Noël tibétain

Cette année, j’avais la chance d’avoir les enfants à Noël. La chance, la joie, le privilège, je ne sais pas quel terme est le meilleur ou le plus adapté. La joie, certainement!

Au début, quand on a commencé à en parler, on s’est dit qu’on ferait comme d’habitude. Entre nous le 24, en famille élargie le 25. Et puis Coline a dit qu’elle aimerait bien qu’on ne fasse pas un Noël comme d’habitude. On invite des amis? On pourrait faire un Noël différent? Sortir de notre zone de confort? Faire une maraude? Aller servir un repas avec une association qui s’occupe de SDF? Banco pour un Noël solidaire, avec 2 idées: Etre ensemble et rendre service.

Alors j’ai écrit des mails à toutes les associations possibles et imaginables, j’ai mis des messages sur des groupes Facebook. J’ai échangé avec une femme incroyable qui prépare des maraudes régulièrement dans Paris, collecte des vêtements, cuisine des plats chauds et va les distribuer.

Pas ou peu de réponses. On était début décembre, peut-être que je m’y suis pris un peu tard. Je me suis dit que j’allais contacter la mairie ou la paroisse pour inviter des personnes isolées.

Alors, Mam’s, tu as trouvé quelque chose pour le 24? Forte pression des kids, sacrément motivés dans leur projet…

J’ai appelé ma copine Isabelle et sur ses conseils, j’ai envoyé un mail à une association qui prend en charge des réfugiés tibétains. Environ 300, logés dans des gymnases en hiver, et dans des familles. Et sur des péniches aussi. Ils préparent 120 repas midi et soir pour eux, organisent des cours de français, les aident à obtenir un statut de réfugié, trouver des formations puis se loger et s’insérer.

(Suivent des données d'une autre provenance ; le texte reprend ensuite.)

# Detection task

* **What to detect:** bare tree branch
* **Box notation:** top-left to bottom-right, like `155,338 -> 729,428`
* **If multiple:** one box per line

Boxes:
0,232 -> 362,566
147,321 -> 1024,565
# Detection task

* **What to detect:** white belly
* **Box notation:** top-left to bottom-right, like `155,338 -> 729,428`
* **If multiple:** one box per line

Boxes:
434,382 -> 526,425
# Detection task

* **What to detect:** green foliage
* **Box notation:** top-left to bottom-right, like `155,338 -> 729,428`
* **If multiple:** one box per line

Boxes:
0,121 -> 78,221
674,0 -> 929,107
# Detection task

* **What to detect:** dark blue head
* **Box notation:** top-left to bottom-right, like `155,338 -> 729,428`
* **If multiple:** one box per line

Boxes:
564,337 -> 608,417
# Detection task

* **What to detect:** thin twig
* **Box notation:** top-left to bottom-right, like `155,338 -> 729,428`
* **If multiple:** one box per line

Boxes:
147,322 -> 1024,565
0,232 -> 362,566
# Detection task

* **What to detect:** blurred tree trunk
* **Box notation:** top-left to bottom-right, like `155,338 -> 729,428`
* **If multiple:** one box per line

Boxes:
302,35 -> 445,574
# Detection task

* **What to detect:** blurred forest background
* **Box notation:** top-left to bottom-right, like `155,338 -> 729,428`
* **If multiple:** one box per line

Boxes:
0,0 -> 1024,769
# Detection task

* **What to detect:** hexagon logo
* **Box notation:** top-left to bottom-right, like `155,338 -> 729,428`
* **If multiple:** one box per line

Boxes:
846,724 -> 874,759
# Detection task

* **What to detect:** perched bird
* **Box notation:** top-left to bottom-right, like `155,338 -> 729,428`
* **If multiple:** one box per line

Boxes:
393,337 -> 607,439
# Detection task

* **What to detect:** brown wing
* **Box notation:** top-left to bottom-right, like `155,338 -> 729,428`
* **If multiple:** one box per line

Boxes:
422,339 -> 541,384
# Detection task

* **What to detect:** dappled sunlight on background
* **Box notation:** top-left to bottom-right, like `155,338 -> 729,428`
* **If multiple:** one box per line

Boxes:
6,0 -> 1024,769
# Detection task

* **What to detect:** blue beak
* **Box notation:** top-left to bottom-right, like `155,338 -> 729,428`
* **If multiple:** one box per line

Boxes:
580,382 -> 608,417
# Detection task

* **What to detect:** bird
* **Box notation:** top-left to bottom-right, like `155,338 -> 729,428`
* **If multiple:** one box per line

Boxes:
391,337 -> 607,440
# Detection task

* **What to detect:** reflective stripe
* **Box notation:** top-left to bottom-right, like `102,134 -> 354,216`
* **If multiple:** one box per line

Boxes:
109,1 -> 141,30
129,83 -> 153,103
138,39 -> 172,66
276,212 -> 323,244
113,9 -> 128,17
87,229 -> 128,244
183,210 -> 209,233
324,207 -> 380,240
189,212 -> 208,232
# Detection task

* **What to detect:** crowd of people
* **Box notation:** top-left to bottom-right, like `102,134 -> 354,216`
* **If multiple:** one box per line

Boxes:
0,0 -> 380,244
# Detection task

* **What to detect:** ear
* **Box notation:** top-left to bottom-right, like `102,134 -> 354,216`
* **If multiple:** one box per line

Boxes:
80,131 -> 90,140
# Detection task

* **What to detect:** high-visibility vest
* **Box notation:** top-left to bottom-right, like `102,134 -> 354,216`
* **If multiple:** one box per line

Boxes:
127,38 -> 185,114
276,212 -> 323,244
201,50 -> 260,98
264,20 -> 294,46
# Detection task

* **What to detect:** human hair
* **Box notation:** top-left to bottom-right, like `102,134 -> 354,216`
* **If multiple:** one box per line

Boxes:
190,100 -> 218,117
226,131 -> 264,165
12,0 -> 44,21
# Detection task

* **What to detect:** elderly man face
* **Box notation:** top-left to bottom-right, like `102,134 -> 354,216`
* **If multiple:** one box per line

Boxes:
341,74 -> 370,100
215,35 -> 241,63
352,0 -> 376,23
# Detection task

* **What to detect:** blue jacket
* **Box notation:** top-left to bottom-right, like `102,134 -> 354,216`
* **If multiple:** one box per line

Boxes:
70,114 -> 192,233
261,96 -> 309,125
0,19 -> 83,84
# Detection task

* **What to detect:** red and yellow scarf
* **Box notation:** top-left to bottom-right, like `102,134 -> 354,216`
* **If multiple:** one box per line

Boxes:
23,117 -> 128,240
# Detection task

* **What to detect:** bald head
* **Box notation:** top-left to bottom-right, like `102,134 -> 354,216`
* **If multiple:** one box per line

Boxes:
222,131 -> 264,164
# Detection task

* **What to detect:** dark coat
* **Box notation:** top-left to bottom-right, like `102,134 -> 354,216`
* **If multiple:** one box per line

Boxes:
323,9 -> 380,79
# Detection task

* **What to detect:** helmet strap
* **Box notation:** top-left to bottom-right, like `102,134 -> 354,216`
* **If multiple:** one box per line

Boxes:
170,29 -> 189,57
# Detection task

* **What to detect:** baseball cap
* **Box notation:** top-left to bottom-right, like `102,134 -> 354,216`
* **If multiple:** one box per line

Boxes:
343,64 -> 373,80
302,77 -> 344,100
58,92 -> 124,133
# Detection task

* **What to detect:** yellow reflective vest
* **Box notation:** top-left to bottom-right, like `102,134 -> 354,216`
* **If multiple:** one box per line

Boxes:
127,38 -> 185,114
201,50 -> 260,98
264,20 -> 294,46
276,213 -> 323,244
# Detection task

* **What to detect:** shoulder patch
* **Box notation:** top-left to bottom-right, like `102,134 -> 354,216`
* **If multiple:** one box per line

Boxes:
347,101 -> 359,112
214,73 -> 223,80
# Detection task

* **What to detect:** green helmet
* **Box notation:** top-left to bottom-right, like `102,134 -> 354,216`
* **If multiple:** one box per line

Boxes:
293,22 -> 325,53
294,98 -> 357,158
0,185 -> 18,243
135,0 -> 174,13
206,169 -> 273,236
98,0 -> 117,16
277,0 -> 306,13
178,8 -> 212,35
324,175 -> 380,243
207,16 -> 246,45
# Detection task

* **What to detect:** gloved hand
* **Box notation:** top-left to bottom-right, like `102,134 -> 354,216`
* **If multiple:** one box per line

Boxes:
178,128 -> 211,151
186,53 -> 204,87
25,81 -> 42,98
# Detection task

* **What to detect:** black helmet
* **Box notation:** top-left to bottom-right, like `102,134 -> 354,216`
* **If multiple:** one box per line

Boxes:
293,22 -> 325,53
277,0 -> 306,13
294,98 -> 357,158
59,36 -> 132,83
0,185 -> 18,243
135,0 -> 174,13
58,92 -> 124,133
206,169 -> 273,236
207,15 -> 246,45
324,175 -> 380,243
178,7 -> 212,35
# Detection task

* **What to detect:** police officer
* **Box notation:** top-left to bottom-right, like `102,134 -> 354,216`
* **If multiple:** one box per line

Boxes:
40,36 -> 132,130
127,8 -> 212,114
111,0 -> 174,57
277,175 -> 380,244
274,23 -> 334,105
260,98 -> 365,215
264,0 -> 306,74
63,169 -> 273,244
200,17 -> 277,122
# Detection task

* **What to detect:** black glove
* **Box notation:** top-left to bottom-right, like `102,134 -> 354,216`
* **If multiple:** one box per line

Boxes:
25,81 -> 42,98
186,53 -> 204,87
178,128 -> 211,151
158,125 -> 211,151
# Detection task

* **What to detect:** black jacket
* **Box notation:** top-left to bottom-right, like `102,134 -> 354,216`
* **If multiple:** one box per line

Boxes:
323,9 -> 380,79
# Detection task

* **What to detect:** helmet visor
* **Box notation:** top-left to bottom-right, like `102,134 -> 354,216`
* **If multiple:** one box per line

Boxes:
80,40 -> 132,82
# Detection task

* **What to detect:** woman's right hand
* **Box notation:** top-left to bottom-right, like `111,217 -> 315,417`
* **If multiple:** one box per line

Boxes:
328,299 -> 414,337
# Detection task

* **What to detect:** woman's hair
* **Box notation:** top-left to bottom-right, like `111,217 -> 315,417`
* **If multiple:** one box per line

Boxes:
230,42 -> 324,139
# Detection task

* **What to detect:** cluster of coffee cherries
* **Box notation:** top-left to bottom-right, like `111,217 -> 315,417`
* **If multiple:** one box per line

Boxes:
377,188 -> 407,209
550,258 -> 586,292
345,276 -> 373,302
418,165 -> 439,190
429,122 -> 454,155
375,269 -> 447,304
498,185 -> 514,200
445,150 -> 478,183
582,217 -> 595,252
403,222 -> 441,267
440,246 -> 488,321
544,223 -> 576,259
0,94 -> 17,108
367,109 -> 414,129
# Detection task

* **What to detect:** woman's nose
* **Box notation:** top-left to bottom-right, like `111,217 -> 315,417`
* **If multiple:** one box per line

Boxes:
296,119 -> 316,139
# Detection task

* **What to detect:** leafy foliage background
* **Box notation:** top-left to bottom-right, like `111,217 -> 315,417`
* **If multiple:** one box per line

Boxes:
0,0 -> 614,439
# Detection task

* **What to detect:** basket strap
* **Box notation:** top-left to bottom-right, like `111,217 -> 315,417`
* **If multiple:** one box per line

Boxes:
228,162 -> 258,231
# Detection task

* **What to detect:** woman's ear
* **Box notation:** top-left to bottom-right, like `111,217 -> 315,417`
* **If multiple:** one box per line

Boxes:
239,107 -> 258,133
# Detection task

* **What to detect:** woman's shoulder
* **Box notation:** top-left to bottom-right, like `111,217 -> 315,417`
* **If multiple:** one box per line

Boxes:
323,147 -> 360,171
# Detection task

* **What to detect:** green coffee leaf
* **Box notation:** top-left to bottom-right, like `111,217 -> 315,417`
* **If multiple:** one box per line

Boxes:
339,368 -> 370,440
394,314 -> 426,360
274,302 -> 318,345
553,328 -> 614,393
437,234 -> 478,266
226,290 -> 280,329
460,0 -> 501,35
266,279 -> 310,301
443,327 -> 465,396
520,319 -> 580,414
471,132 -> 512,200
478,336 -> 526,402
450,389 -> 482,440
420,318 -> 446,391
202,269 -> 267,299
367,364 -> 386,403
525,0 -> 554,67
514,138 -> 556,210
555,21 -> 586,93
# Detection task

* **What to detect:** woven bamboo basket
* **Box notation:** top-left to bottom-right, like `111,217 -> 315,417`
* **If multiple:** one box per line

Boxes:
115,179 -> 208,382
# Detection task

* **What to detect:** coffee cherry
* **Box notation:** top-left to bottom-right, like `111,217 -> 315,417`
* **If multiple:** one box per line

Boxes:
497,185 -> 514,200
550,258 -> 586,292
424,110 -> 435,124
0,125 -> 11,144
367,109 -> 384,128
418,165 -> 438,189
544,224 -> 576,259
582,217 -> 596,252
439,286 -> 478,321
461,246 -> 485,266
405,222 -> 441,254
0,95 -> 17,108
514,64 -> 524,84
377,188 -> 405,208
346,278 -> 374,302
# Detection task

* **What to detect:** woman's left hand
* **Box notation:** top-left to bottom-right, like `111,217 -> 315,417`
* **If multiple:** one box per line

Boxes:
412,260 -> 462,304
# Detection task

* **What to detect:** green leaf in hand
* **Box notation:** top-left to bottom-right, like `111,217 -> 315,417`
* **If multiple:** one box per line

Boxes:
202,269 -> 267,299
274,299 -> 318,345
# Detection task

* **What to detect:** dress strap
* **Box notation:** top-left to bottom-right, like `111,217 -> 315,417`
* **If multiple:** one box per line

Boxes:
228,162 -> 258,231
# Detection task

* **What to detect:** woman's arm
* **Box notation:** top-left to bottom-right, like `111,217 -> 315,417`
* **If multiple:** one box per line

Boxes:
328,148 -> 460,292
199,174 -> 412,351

Le 24 au soir, ils organisent un repas de Noël pour tous ceux qui ne sont pas accueillis dans des familles et nous ont proposé de nous joindre à eux. Nous les avons rejoints sur les péniches vers 17h00.

Préparer un repas ensemble, un repas de fête. Incroyable d’évidence, de partage et de simplicité. Nous étions une vingtaine, à débiter des poulets, éplucher des légumes, faire cuire du riz, tartiner des toasts. Hommes et femmes, plutôt jeunes. Souriants et efficaces. La barrière de la langue? un peu de français, un peu d’anglais, et des regards échangés, c’est très simple.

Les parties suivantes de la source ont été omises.